Speed limits: Speed limits are displayed in km/h and are typically:

  • 50km/h (31mph) in built-up areas
  • A maximum of 100km/h (62mph) outside built-up areas
  • 120km/h (74mph) limit on motorways along with a minimum speed of 60km/h (37mph).

Drink-drive limit: Spain's blood alcohol limit's 0.05%, dropping to 0.03% for drivers who got their licence within the past two years.

Passengers: Children under 12 years old and less than 1.35m (4'5") tall must travel in a car seat suited to their height and weight. They must sit in the back unless the seats are already occupied by other children.

Country-specific laws: You must carry a spare tyre or tyre repair kit, reflective jacket and warning triangle. It's against the law to sound your horn in urban areas unless it's an emergency. If you wear glasses to drive, the law states you must carry a spare pair.

Italy

Speed limits: Speed limits are displayed in km/h and are typically:

  • 50km/h (21mph) in built-up areas
  • 90km/h (55mph) outside built-up areas
  • 110km/h (68mph) on dual carriageways
  • 130km/h (80mph) on motorways.

If you've held your licence for three years or less, you're restricted to driving 90km/h (55mph) outside built-up areas and 100km/h (62mph) on motorways.

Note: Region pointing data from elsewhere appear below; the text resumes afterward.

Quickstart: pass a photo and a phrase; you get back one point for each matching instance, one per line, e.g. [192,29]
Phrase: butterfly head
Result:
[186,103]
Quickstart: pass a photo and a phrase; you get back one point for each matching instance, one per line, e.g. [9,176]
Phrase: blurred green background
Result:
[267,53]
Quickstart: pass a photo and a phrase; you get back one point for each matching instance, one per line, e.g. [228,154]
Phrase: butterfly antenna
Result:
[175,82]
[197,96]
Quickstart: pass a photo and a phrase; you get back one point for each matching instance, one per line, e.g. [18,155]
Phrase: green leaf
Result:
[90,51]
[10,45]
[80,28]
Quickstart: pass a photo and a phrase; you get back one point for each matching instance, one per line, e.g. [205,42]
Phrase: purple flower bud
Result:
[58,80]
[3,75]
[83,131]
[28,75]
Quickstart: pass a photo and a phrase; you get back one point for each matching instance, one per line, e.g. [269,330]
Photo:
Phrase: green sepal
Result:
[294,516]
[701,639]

Drink-drive limit: The drink drive limit for Italy's 0.051%, dropping to zero for drivers who passed their test within the last three years.

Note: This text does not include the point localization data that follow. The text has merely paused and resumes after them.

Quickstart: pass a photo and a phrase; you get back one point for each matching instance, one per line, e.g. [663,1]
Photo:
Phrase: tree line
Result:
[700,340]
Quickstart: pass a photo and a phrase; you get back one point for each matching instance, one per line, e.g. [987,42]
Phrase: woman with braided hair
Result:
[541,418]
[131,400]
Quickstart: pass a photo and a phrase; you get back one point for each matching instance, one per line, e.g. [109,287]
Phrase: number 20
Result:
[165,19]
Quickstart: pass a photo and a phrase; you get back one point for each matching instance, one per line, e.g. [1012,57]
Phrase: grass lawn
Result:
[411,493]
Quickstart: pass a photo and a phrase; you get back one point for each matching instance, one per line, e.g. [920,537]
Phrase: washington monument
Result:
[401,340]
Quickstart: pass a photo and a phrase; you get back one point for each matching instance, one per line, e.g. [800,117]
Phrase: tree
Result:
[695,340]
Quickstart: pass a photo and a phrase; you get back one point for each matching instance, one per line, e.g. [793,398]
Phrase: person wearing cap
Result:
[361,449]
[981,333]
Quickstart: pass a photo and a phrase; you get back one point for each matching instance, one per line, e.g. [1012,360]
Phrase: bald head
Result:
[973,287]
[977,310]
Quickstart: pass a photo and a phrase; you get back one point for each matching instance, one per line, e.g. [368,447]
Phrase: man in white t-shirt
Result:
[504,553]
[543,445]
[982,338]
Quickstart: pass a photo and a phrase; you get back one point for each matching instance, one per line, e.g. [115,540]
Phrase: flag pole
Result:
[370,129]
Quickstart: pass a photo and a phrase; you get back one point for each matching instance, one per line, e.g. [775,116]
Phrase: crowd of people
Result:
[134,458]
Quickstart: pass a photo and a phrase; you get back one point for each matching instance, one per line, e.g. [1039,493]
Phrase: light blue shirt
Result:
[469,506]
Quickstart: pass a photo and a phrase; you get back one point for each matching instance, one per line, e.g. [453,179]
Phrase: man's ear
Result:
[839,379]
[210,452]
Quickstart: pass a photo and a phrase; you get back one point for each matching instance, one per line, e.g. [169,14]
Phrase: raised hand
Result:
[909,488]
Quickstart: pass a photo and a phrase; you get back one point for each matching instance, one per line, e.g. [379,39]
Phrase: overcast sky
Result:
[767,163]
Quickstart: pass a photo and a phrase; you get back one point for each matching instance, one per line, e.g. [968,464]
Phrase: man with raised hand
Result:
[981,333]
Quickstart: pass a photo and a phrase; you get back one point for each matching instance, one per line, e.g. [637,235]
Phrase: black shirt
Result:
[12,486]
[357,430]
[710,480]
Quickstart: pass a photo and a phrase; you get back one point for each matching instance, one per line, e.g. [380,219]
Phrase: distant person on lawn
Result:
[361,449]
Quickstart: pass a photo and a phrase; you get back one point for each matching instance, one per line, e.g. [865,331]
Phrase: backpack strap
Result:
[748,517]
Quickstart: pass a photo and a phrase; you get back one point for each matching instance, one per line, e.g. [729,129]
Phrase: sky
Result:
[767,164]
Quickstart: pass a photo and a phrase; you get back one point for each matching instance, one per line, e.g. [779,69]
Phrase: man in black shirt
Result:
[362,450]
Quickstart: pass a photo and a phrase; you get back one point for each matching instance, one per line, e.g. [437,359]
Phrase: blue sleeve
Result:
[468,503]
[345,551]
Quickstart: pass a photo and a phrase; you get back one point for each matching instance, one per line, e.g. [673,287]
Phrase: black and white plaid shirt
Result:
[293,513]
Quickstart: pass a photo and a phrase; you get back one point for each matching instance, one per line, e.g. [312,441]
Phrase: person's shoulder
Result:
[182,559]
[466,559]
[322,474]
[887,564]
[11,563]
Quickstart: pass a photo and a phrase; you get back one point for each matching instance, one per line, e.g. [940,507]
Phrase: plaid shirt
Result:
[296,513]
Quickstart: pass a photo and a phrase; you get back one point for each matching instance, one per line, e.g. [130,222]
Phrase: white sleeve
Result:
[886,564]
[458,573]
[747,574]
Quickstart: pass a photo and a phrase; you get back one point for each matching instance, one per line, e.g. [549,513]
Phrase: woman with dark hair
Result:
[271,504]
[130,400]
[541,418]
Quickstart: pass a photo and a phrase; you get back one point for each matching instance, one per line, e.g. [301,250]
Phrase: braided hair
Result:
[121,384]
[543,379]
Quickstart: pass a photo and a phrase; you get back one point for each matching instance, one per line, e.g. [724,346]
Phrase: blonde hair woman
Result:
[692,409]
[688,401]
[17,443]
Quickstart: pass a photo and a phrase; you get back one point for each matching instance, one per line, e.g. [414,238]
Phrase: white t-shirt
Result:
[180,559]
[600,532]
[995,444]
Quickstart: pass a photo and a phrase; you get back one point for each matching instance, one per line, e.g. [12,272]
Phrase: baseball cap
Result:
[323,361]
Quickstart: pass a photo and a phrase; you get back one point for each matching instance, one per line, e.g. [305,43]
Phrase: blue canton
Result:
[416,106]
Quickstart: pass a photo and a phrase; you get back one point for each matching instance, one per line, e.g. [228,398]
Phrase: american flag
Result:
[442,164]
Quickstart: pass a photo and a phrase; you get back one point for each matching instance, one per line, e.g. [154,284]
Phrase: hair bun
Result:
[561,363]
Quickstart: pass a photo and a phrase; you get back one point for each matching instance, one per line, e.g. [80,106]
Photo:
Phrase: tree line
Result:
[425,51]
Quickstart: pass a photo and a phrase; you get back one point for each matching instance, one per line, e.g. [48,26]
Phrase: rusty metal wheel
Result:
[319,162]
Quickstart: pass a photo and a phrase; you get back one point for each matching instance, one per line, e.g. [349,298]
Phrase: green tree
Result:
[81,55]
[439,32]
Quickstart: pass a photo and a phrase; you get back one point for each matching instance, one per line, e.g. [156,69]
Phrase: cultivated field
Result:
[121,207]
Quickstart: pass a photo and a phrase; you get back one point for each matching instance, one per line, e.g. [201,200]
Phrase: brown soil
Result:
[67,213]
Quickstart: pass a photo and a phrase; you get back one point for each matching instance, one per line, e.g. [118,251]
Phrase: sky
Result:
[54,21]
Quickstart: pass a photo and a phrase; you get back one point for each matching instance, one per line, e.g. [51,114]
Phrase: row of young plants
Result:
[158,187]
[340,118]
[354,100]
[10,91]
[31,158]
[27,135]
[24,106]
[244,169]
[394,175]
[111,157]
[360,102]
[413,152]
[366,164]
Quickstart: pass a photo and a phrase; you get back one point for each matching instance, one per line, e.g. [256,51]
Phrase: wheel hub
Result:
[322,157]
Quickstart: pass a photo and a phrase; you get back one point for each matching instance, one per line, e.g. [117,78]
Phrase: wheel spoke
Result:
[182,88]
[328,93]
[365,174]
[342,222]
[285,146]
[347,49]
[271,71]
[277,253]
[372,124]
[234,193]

Passengers: If you're driving your own car, any child restraints used must fall in line with UK legislation.

Country-specific laws: You must carry a reflective jacket and warning triangle at all times. Snow chains must be carried between 15th October and 15th April if you're traveling through the Val d'Aosta area, and between 1st November and 1st April in all other areas.

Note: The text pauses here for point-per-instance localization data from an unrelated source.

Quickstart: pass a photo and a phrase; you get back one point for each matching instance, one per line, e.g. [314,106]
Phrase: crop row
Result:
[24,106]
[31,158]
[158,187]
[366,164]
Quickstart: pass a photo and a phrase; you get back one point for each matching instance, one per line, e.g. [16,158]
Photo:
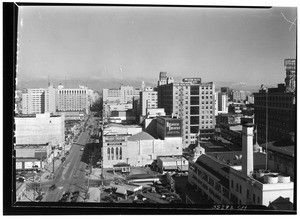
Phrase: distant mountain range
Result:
[98,85]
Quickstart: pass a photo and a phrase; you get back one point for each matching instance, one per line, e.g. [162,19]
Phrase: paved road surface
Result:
[71,174]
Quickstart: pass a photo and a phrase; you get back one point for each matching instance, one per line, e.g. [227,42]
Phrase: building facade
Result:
[221,102]
[194,103]
[274,113]
[148,100]
[239,180]
[33,101]
[129,144]
[72,100]
[122,95]
[39,129]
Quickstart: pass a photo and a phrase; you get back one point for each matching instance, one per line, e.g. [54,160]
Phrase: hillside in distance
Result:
[98,85]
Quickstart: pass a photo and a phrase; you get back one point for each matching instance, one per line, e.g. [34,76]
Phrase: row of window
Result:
[114,153]
[238,188]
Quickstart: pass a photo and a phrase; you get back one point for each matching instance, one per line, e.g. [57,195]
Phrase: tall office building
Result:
[50,99]
[72,100]
[290,80]
[221,103]
[275,109]
[148,100]
[33,101]
[193,102]
[122,95]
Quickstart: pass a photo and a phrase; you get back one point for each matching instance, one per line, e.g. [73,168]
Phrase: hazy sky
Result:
[216,44]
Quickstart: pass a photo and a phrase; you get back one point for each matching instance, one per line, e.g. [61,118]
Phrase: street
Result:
[70,176]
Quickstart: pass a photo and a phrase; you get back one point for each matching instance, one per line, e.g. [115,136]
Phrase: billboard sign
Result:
[173,128]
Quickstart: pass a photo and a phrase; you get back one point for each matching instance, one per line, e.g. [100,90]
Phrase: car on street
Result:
[52,187]
[39,198]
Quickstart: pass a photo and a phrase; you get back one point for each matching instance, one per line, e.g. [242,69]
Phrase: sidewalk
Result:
[48,170]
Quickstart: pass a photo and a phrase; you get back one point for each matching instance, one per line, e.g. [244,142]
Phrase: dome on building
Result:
[197,149]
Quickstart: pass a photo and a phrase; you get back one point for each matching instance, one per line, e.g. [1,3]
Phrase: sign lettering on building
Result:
[114,138]
[173,128]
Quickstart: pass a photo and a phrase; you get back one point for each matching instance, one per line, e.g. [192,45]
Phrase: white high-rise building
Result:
[33,101]
[221,102]
[122,95]
[72,100]
[50,99]
[193,102]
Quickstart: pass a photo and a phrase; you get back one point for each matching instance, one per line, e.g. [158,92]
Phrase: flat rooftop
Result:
[140,136]
[122,126]
[172,158]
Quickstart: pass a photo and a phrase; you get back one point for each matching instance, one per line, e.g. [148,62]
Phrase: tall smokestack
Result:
[247,149]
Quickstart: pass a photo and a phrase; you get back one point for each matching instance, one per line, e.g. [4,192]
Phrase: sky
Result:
[106,43]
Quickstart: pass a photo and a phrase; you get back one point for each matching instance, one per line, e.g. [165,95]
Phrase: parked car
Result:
[21,179]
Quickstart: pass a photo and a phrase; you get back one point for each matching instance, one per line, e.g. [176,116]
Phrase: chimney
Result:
[247,149]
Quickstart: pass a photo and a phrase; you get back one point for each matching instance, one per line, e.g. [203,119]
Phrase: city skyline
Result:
[125,43]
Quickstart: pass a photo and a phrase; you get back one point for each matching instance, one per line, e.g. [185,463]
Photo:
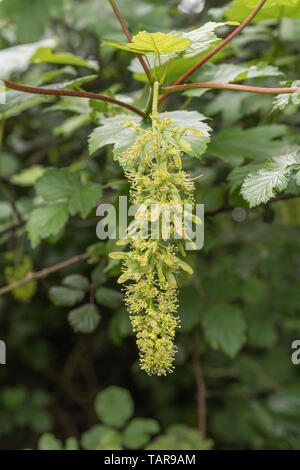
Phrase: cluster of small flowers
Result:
[154,168]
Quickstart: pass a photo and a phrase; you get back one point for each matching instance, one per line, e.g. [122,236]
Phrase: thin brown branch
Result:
[201,390]
[79,94]
[217,48]
[43,273]
[229,86]
[129,37]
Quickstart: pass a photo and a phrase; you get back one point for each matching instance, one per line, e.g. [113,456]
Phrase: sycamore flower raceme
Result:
[153,165]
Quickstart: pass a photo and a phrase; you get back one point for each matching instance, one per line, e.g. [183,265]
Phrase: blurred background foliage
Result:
[240,311]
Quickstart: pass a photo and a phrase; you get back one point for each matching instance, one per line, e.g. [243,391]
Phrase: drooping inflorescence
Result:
[160,188]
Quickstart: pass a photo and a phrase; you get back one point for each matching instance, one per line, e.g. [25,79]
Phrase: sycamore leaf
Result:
[230,73]
[157,43]
[238,10]
[224,328]
[46,221]
[62,184]
[259,187]
[201,39]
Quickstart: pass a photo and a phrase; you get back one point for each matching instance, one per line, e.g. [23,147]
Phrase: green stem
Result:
[155,106]
[229,86]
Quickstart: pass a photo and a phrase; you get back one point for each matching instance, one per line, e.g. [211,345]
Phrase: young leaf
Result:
[46,221]
[114,132]
[157,43]
[283,100]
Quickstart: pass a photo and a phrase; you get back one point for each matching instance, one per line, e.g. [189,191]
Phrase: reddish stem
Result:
[217,48]
[229,86]
[80,94]
[129,37]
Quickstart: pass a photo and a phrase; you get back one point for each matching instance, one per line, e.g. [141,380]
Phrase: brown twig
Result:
[79,94]
[201,390]
[129,37]
[43,273]
[217,48]
[229,86]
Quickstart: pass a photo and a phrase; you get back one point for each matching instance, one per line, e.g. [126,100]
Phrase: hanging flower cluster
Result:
[160,187]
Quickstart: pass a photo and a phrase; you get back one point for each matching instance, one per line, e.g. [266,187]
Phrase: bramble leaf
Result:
[259,187]
[224,328]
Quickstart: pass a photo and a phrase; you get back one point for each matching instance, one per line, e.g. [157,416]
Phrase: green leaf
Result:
[101,438]
[46,221]
[114,132]
[30,23]
[139,431]
[91,439]
[71,444]
[62,184]
[17,58]
[49,442]
[45,54]
[157,43]
[108,297]
[28,177]
[224,328]
[239,10]
[235,145]
[64,296]
[201,39]
[254,290]
[229,73]
[191,304]
[180,437]
[259,187]
[114,406]
[284,99]
[84,319]
[76,281]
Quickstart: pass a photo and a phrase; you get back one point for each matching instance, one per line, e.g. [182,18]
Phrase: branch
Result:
[229,86]
[201,390]
[43,273]
[218,48]
[128,34]
[79,94]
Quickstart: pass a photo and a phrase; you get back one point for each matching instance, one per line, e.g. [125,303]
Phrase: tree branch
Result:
[44,273]
[79,94]
[229,86]
[128,34]
[217,48]
[201,390]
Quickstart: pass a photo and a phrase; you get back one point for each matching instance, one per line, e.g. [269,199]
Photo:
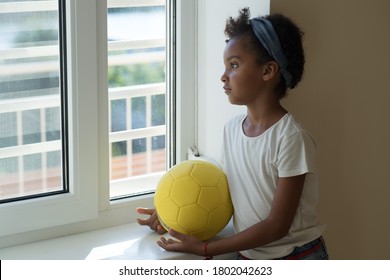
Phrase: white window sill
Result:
[129,241]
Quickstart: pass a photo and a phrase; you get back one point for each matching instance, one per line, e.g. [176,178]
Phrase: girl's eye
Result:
[233,65]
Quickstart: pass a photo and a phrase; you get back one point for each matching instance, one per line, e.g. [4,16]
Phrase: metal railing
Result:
[19,105]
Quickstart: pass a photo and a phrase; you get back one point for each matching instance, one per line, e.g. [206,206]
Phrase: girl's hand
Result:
[183,243]
[152,221]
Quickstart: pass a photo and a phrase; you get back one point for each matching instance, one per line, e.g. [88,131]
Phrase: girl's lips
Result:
[227,89]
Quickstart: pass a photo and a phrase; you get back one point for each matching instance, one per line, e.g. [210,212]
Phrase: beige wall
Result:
[344,101]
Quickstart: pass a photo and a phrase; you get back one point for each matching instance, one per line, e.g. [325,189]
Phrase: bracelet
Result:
[206,255]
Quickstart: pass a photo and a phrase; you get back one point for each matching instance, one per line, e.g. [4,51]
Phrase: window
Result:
[32,100]
[137,95]
[113,122]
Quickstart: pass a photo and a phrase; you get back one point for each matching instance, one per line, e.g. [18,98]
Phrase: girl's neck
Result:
[261,119]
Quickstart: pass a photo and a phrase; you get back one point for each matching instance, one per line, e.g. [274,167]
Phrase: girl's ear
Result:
[269,70]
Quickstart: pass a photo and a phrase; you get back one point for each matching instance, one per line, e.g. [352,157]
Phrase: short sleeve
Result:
[297,155]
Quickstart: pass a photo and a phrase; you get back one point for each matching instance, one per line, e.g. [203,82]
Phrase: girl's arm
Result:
[274,227]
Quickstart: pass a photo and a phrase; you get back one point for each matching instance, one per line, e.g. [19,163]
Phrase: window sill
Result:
[129,241]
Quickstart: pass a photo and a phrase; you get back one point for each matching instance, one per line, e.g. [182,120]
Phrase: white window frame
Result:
[88,206]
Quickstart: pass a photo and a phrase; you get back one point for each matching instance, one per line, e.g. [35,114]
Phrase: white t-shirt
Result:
[253,166]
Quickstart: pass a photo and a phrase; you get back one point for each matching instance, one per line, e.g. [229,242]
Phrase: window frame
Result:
[87,206]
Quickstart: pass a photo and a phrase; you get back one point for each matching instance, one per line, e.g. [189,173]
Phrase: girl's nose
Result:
[223,77]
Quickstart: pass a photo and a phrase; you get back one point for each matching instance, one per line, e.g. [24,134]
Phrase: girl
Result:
[269,159]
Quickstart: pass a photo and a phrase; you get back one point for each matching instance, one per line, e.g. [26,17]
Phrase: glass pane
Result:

General tips for driving abroad

  • The majority of European countries require you to drive on the right-hand side of the road, which can take some getting used to. Drive with extra caution, particularly in the first few days of your trip.
  • If you're driving your own car, you must display a GB sign as failure to do so could result in an on-the-spot fine. You don't need a sticker if your car has a European licence plate that contains the GB symbol.
  • Check your insurance and breakdown policies include overseas travel and medical expenses. You might want to extend cover for a greater level of protection.
  • Put together a travel pack of essential documents, including: your driving licence and a photocopy, car registration form (V5), insurance and breakdown policy documents, and travel insurance documents and/or a European Health Insurance Card (EHIC).
  • The driving style in other European countries may be completely different to the UK, so be prepared.
  • Europe's stringent drink-drive laws mean just one beer could push you over the limit. It's simply not worth the risk.
  • Some countries — including Russia and Albania — require you to carry a Green Card as proof of European insurance. The Motor Insurance Bureau website has more information on the Green Car system.
  • On long trips, you should stop for at least 15 minutes every couple of hours.
  • The emergency number in Europe is 112. Only call this number if you need urgent help from the fire brigade, police or a medical team.
  • If you're involved in an accident, contact your insurer as soon as possible and make sure you take lots of pictures at the scene.
  • To prevent a breakdown, give your car a good service before you set off. Take a look at our car service checklist for some handy tips.
  • If you plan on hiring a car instead of driving your own, you can save yourself a lot of money by booking in advance. Spend time comparing deals, paying attention to the small print and any hidden costs. For more information, take a look at the AA's comprehensive guide to hiring a car abroad.

All information is correct at time of publication. Hastings Direct cannot be held responsible for any misinformation displayed.